Jan is the son of late Grand Ole Opry legend Jack Greene, perhaps best known for “There Goes My Everything,” which helped propel him to the 1967 Country Music Association Male Vocalist of the Year honor. The Jolly Greene Giant – so-called because of his 6-3 height and deep voice – was also known for his duets with Jeannie Seely.
In fact, in addition to seeing him at the Opry, I ran across Jack in person as he was an opener at an “Outlaws” show – headlined by Willie Nelson, but with Waylon, Cash, June, Charlie Daniels Band in the 1970s at Austin Peay’s Winfield Dunn Center in Clarksville. A pretty nice guy, Jack also frequented a short-lived “Little Ole Opry” weekly showcase in a dressed-up warehouse behind the Maddox family’s Pal’s Package Store in Clarksville.
The Jolly Greene Giant’s son Jan also is a picker and singer … especially after a couple of beers, he jokes … in addition to his contracting career with Greene Restorations, from which he helps resurrect historic buildings.
“I been up and down these streets all my life,” recalls Jan, one of five children from the 1955-73 marriage of Jack and Barbara Ann Greene. “I was born into the music business.”
But he never visited Bobby’s in its prior incarnations. “It would have been my kind of bar, which makes this job more enjoyable,” he says. “Hard to believe this (Bobby’s) was the only live music venue on Music Row.”

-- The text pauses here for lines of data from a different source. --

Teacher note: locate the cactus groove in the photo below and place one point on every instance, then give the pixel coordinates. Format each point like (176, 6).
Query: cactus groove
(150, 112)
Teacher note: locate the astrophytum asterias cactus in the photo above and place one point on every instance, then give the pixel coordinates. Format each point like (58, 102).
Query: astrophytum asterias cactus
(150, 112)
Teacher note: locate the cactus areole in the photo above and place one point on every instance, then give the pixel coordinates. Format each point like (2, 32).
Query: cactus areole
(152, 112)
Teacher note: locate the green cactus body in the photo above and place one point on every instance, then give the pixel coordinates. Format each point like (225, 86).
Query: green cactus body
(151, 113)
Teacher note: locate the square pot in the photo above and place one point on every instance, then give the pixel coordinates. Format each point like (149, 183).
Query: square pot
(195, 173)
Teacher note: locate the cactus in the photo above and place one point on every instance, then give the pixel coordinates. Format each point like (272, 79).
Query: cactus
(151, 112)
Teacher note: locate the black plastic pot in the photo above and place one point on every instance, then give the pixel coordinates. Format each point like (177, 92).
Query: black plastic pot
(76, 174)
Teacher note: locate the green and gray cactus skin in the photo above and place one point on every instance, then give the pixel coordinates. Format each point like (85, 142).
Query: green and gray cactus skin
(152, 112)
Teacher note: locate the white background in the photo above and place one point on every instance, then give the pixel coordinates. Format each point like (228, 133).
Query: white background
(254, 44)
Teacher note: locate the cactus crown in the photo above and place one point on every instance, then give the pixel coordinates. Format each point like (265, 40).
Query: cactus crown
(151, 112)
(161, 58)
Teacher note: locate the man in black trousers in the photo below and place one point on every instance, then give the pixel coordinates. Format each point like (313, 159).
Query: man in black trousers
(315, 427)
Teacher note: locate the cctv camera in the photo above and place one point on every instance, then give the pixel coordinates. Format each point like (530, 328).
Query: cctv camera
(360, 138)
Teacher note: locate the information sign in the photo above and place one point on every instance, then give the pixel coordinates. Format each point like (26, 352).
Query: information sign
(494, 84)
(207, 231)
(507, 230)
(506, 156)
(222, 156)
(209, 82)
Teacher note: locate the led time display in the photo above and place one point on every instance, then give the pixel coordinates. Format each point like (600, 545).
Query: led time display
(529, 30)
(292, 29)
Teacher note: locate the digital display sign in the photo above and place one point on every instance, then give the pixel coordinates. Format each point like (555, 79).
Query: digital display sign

Both men say folks stop in regularly to check on their progress.
“I had one who said ‘I haven’t had a drink since they shut down,’” says Randall. “Hopefully, he won’t have too much longer to wait.”
The men, longtime friends, are teaming up on this project out of enthusiasm as much as professionalism.
“I jumped at the chance to be a part of it,” Jan says.
They attribute a part of their dedication to the two young people who are their bosses in this project.
“We are so thrilled to see their enthusiasm to take on this project and carry on this legendary place,” Jan says of Josh and Carolyn.
Carolyn, who refers to the two men as “The Dream Team,” stands inside the building, watching the progress as the HVAC system is being installed.
Soon will come the rest of the framing and finishing. And the original Idle Hour bar will be rolled out of the shipping container and set up along the right side of the interior.
“We want it to be Bobby’s for people who loved Bobby’s,” she says. “It’s not a fancy cocktail bar. It’s a dive bar. I just love a good dive bar.”
Carolyn figures the bar will help shape her life forever, and the opportunity came at just the right time.
“I was someone in my late 20s, really confused about life,” she says. “I was still trying to figure out what I wanted to do when I grew up.
“I love bartending, but I didn’t want to do that forever, I didn’t want to be 50 and slinging beer behind the bar for tips.
“I wanted something better than that for myself. I wanted to be able to look back on myself and be proud.”
Her green eyes gleam with that pride. “I really can’t wait to see what happens,” she says.
“We’re gonna make it a cool place for everyone to be.”